Tom Carson um dos assistentes do Ministério da Cultura do Manitoba lamentou:" não importa o bom trabalho que Reeves fez na peça, sempre que a palavra excelente surge volta sempre a personagem de Ted, é difícil descolá-lo das personagens anteriores".


Ainda assim o ilustre crítico de teatro Roger Lewis do London Sunday Times, não foi influenciado pelas personagens anteriores de Keanu, e comparou Reeves a Laurence Olivier e diz que foi uma das melhores produções que já assistiu.


Ainda que seja plausível que Roger Lewis nunca tenha visto um filme de Reeves e por isso não foi influenciado, existiu uma tendência muito curiosa. As críticas internacionais da peça foram muito mais positivas que as críticas domésticas. Quando confrontado com isto Baumander respondeu: "a imprensa internacional é muito mais inteligente, não tem o ponto de vista que tudo tem que ser explicado. Tem o historial de verem e criticarem Shakespeare, sabem do que falam". Disse ainda que a imprensa americana também foi muito favorável e inclusive a canadiana (fora da cidade de Toronto). Foi mesmo só Toronto que apresentou as críticas mais negativas.

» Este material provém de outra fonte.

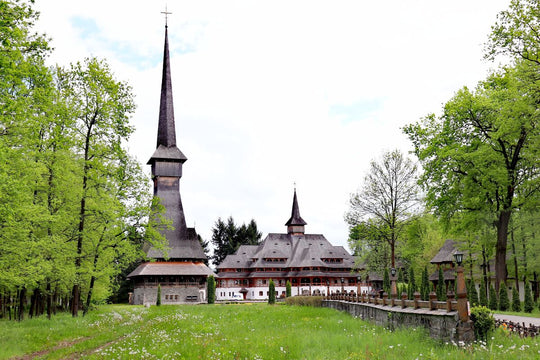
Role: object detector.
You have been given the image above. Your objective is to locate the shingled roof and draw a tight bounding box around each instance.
[285,189,307,226]
[430,239,458,264]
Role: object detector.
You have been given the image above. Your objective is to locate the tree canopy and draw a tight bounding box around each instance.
[210,217,262,266]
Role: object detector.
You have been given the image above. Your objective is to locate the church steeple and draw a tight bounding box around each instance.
[285,188,307,235]
[148,26,187,165]
[145,25,206,261]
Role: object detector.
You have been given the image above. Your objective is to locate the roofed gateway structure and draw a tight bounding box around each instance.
[127,24,213,305]
[216,190,364,300]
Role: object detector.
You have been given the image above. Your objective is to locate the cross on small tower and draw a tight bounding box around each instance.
[161,6,172,27]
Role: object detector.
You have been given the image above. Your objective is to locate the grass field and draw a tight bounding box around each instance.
[1,303,540,359]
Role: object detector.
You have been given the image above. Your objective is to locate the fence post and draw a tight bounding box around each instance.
[383,292,388,306]
[401,292,407,308]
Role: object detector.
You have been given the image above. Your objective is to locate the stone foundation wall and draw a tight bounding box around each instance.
[323,300,459,342]
[133,285,206,305]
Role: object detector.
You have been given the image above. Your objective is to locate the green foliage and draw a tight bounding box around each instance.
[210,217,262,266]
[420,266,430,301]
[498,284,510,311]
[268,279,276,305]
[284,296,323,307]
[436,267,446,301]
[156,285,161,306]
[468,280,479,307]
[480,279,488,307]
[286,280,292,298]
[383,268,390,295]
[524,282,534,313]
[511,286,521,312]
[403,60,540,288]
[407,267,416,299]
[207,275,216,304]
[470,306,495,341]
[489,284,498,311]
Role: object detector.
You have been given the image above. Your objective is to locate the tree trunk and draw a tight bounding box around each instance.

Enquanto que a inteligência e sabedoria da imprensa estrangeira é sempre debatível, Baumander tem razão quando diz que a imprensa canadiana ficou com um osso duro de roer. O Canadá teve sempre uma relação amor/ódio com os Estados Unidos. Nós contribuímos para os EUA indo ao cinema, vendo televisão, lendo as revistas de celebridades, mas ao mesmo tempo nós ficamos rancorosos por eles seduzirem os nossos maiores talentos. Por isso quando souberam que um expatriado, estrela de filmes de ação ía agraciar um palco canadiano com a sua presença, a histeria ácerca da escolha de Reeves fez os críticos rosnar. Achando-se eles o barómetro de cultura do país, alguns sentiram-se relutantes em glorificar a sua presença e por isso não o fizeram.


Como Toronto gosta de ser vista como a capital cultural da nação os seus críticos foram os mais duros. E tenho a certeza que assim se entende a posição de Steven Schipper quando diz: "quando as luzes ofuscantes da estrela de Hollywood começam a desvanecer, os nossos olhos ajustam-se e focam novamente as estrelas mais perto de casa".


À pergunta se mudava alguma coisa na produção da peça no MTC Lewis Baumender diz: "não me arrependo de nada […] no fim de tudo acho que acertámos. A peça fez o que era suposto fazer. Entreter o público". E de fato assim foi.


Entreteve e deliciou o público quando foi anunciada a sua produção. Entreteve o público quando procuravam desesperadamente, nem que fosse um pequeno vislumbre da estrela de Speed, a entrar num bar ou a ir para um ensaio. Entreteve enquanto se sentaram em completo silêncio num teatro a absorver tudo o que era dito na maior tragédia de Bardo. Ainda que Reeves não tenha ganho nenhum prémio pela sua actuação como Hamlet, a produção foi única e tornou-se num evento cultural de enorme sucesso, que podia até ser um caso de estudo do que acontece quando o Canadá, Shakespeare e Hollywood se juntam.